Brilla una stella
Avevo appena
compiuto diciotto anni quando incontrai Janos per la prima volta. In
realtà la nostra conoscenza era stata del tutto casuale e
completamente inaspettata, ma vedendolo, quella sera alla festa mondana
a cui entrambi eravamo stati invitati, senza sapere della presenza
l’uno dell’altra, era stato come se dei ricordi,
improvvisamente, fossero riaffiorati nella mia mente, ricordi mai
sopiti e custoditi in una parte nascosta del mio cuore.

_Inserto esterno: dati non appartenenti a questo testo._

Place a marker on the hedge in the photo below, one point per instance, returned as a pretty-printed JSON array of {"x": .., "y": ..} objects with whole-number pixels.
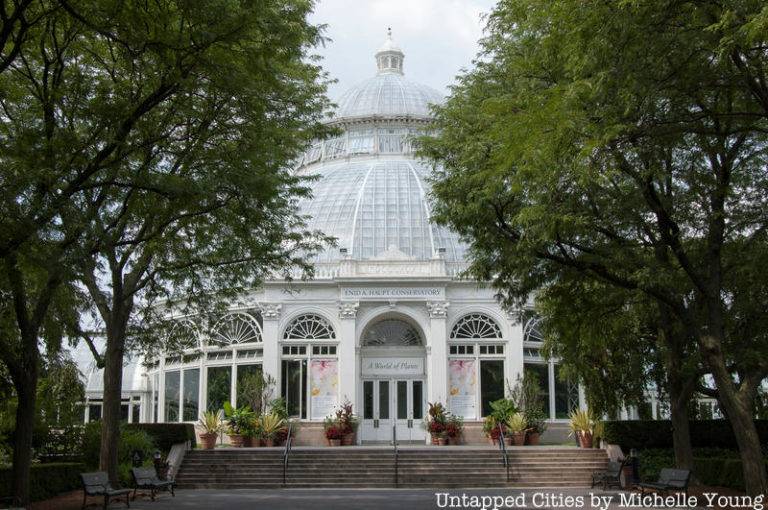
[
  {"x": 644, "y": 434},
  {"x": 166, "y": 435},
  {"x": 46, "y": 480}
]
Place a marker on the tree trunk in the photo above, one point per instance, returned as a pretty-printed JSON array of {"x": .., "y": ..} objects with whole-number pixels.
[
  {"x": 113, "y": 382},
  {"x": 738, "y": 407},
  {"x": 26, "y": 391}
]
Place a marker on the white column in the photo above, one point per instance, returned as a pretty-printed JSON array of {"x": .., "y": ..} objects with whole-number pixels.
[
  {"x": 437, "y": 352},
  {"x": 515, "y": 350},
  {"x": 347, "y": 351},
  {"x": 270, "y": 341}
]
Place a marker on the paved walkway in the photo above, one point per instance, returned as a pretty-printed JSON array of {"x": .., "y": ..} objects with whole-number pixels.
[{"x": 373, "y": 499}]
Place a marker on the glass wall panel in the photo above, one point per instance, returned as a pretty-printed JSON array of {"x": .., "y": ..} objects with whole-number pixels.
[
  {"x": 219, "y": 387},
  {"x": 566, "y": 396},
  {"x": 191, "y": 394},
  {"x": 294, "y": 387},
  {"x": 541, "y": 372},
  {"x": 491, "y": 383},
  {"x": 172, "y": 387},
  {"x": 248, "y": 387}
]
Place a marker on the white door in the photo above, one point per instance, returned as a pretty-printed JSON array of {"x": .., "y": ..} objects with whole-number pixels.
[{"x": 377, "y": 413}]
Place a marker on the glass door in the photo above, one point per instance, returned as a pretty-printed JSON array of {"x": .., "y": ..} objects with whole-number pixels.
[{"x": 377, "y": 415}]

In
verità, incrociare i suoi occhi azzurri e sbarazzini, era
stato simile a riscoprire qualcosa di profondo, delicato e al tempo
stesso indimenticabile: perché, per qualche misterioso caso
del destino, mi sembrava che quel ragazzo, dall’aria
scanzonata e dal sorriso irriverente ed io, in qualche parte del mondo,
e in un tempo indefinito, ci fossimo conosciuti da sempre.

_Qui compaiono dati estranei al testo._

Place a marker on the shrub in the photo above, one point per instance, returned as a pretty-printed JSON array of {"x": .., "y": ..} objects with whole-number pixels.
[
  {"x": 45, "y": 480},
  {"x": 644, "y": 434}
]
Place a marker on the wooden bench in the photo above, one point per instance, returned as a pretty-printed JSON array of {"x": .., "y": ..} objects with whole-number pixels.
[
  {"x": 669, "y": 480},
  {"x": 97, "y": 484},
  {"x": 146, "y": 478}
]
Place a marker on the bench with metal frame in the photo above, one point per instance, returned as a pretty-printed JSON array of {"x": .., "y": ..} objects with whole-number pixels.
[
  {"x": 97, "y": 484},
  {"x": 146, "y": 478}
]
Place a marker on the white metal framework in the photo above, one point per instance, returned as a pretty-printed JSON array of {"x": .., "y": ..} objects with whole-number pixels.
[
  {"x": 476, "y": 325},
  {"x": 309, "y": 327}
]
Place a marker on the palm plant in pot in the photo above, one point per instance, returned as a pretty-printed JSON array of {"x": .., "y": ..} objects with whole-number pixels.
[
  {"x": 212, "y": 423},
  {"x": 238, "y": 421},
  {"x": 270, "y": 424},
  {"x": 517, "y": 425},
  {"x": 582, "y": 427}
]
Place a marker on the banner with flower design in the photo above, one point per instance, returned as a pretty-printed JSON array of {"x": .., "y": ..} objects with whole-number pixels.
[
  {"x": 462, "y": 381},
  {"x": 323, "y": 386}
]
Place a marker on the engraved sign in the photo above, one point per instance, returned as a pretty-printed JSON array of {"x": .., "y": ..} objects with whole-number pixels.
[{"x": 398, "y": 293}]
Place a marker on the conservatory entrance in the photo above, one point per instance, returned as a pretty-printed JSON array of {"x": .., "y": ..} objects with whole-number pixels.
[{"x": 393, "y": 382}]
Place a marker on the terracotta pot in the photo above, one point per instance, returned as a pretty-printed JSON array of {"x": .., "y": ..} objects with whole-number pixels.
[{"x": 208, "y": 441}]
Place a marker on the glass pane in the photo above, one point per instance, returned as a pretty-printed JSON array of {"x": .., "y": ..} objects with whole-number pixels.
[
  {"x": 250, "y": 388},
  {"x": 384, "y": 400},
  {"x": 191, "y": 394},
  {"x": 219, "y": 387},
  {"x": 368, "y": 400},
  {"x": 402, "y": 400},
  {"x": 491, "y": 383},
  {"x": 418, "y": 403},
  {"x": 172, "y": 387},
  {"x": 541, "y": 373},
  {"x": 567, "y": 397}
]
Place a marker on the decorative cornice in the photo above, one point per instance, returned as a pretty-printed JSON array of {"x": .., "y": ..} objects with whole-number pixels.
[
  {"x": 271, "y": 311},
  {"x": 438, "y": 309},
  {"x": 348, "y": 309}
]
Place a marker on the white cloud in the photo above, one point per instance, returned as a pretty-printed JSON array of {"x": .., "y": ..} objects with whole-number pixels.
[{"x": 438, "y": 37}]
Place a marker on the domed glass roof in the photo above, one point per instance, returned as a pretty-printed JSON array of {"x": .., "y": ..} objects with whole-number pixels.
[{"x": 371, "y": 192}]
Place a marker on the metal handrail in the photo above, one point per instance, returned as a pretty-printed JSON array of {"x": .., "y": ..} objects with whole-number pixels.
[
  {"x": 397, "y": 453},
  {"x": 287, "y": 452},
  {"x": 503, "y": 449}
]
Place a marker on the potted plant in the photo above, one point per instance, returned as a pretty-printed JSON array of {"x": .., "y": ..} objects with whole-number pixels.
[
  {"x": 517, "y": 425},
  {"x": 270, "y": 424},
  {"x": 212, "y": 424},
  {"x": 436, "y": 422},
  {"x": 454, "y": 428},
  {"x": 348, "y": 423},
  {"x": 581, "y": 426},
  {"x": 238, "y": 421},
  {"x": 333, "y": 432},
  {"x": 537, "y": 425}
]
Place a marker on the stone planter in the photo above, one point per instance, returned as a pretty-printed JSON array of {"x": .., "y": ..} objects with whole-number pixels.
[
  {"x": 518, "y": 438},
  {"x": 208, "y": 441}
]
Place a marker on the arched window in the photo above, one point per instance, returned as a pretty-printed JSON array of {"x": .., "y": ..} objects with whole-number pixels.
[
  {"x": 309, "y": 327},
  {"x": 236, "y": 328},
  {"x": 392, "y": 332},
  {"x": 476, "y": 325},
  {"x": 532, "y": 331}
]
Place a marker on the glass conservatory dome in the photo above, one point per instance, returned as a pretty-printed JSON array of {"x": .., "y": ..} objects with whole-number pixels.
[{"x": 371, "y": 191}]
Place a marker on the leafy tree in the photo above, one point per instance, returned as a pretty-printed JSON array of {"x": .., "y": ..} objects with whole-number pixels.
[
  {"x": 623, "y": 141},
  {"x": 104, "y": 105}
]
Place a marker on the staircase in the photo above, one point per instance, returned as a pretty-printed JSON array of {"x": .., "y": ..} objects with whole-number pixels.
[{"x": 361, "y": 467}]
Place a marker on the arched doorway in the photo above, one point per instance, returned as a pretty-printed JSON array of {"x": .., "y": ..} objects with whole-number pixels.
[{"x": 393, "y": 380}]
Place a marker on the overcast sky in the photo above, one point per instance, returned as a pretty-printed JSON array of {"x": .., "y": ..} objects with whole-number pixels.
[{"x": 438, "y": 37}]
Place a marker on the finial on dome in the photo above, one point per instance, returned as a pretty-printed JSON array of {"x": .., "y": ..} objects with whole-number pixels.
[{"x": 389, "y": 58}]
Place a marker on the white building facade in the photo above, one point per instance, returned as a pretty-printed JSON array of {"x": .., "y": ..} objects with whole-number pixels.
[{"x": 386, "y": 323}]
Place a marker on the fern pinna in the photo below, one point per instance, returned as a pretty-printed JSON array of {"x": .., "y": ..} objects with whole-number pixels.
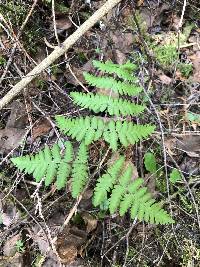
[
  {"x": 55, "y": 163},
  {"x": 91, "y": 129},
  {"x": 113, "y": 131},
  {"x": 123, "y": 194}
]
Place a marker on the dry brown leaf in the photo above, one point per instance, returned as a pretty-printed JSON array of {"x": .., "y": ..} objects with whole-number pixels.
[
  {"x": 90, "y": 221},
  {"x": 165, "y": 79},
  {"x": 189, "y": 144},
  {"x": 63, "y": 24},
  {"x": 69, "y": 243},
  {"x": 18, "y": 117},
  {"x": 122, "y": 41},
  {"x": 9, "y": 248},
  {"x": 11, "y": 138}
]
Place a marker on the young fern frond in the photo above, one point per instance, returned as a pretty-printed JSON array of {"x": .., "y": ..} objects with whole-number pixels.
[
  {"x": 90, "y": 129},
  {"x": 48, "y": 163},
  {"x": 105, "y": 183},
  {"x": 80, "y": 171},
  {"x": 123, "y": 88},
  {"x": 126, "y": 194},
  {"x": 99, "y": 103},
  {"x": 123, "y": 71}
]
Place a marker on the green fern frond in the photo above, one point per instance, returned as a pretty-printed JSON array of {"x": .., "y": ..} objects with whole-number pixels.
[
  {"x": 80, "y": 171},
  {"x": 48, "y": 163},
  {"x": 99, "y": 103},
  {"x": 90, "y": 129},
  {"x": 106, "y": 182},
  {"x": 123, "y": 71},
  {"x": 123, "y": 88},
  {"x": 126, "y": 194}
]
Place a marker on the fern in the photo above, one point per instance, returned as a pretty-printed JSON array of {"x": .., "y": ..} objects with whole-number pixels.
[
  {"x": 116, "y": 185},
  {"x": 123, "y": 71},
  {"x": 99, "y": 103},
  {"x": 48, "y": 163},
  {"x": 126, "y": 194},
  {"x": 91, "y": 129},
  {"x": 79, "y": 171},
  {"x": 123, "y": 88}
]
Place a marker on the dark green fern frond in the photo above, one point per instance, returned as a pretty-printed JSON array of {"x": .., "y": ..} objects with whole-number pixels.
[
  {"x": 64, "y": 168},
  {"x": 91, "y": 129},
  {"x": 86, "y": 129},
  {"x": 80, "y": 171},
  {"x": 123, "y": 71},
  {"x": 106, "y": 182},
  {"x": 48, "y": 163},
  {"x": 126, "y": 194},
  {"x": 99, "y": 103},
  {"x": 122, "y": 88}
]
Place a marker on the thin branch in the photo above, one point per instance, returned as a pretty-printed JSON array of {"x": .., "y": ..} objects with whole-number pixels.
[{"x": 58, "y": 51}]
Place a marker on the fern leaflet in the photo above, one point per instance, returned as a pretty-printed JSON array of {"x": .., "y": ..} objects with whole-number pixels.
[
  {"x": 123, "y": 71},
  {"x": 123, "y": 88},
  {"x": 48, "y": 163},
  {"x": 91, "y": 129},
  {"x": 80, "y": 171},
  {"x": 126, "y": 194},
  {"x": 105, "y": 183},
  {"x": 99, "y": 103}
]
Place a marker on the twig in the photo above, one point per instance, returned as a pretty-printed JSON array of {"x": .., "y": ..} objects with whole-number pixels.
[
  {"x": 59, "y": 51},
  {"x": 54, "y": 22}
]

Janos non era bellissimo, non in classico
belloccio da copertina, comunque. Aveva lineamenti regolari ma non era
per niente un adone, eppure la cosa che fin dal primo istante mi
colpì di lui fu proprio il viso, e quel sorriso smagliante,
irresistibile, da canaglia. Ne avevo visti molti di ragazzi, nella mia
seppur acerba carriera di fotomodella, di una bellezza oggettivamente
evidente, ragazzi alti, dal fisico scultoreo e dal viso perfetto,
eppure mai nessuno mi aveva incantato come lui: lui e i suoi occhi
chiari, lui e la sua espressione furbastra e accattivante, lui e il suo
modo di fare buffo, spiritoso e incredibilmente adorabile nella sua
sfacciataggine. Era poco più alto di me, uno e
settantacinque, uno e ottanta forse, e aveva un fisico snello,
asciutto, fasciato in un elegante completo scuro che però,
nonostante fisicamente gli calzasse a pennello, sembrava andargli
stretto: e in un certo senso lui stesso sembrava lievemente
insofferente a stare in quei panni formali e ricercati,
tant’è vero, che con estrema nonchalance
si era allentato il nodo della cravatta e slacciato i bottoni della
giacca che lo rendevano la persona seriosa e rispettabile che in
realtà non era mai stata, e si era messo a chiacchierare con
alcune persone. Perché quello era lo Janos che conobbi io,
ragazzina di buona famiglia, educata, raffinata e con un futuro
splendente nella moda, in quella fredda serata di gennaio del
millenovecentosessantaquattro. Quello era il ragazzo che giocava a
calcio e sognava di diventare un campione, che aveva iniziato a tirare
i primi calci al pallone in un cortile a due anni, che era rimasto
orfano di padre da piccolissimo, ed era il ragazzo che amai con tutta
me stessa fin dal primo momento che mi sorrise, inconsapevolmente e io
sorrisi a lui, imbarazzata e vagamente a disagio. Io lo avevo notato da
subito, non so perché, mentre lui stranamente, almeno
all’inizio non mi degnò di uno sguardo. Forse era
stato proprio quella sua specie di menefreghismo ad avermi attirato
come una calamita, fattostà che quel mezzo sorriso che ad un
certo punto mi rivolse, alzando lo sguardo aldilà del suo
interlocutore, a cercare i miei occhi dall’espressione
intimidita, rappresentarono, in un certo senso, la mia gioia infinita,
e al tempo stesso, la mia più totale distruzione.